Providers Fear Malloy's Budget Will Increase Health Care Costs For Poor
By Arielle Levin Becker
March 22, 2013
On Jan. 1, the federal government will begin funding a massive expansion of health insurance coverage.
At the same time, if Gov. Dannel P. Malloy gets his way, Connecticut will scale back what it pays for poor people to receive health-care coverage and mental-health and hospital services.
The state administration says this won't leave anyone without insurance because new federal coverage options will become available. But patient advocates and mental health providers say the cuts will mean that thousands of state residents will have a harder time accessing and affording health care, just as a law meant to expand coverage takes effect.
"The irony would be that at the same time, we could be creating a situation where actually people who currently have health coverage and access lose it," said Sharon Langer, interim executive director of Connecticut Voices for Children.
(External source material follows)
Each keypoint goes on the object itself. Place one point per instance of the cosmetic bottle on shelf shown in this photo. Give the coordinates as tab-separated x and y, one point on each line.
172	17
"Clearly that's not the intention of the Affordable Care Act," said Janet Davenport, vice president for communications of the Universal Health Care Foundation of Connecticut, using the formal name of the federal law often referred to as Obamacare.
Under Malloy's spending plan, more than 35,000 parents of minor children would lose Medicaid coverage, saving the state close to $65 million over two years. The parents will gain the option of buying insurance with federal subsidies made available through Obamacare. But advocates worry that even subsidized coverage will be unaffordable to poor parents.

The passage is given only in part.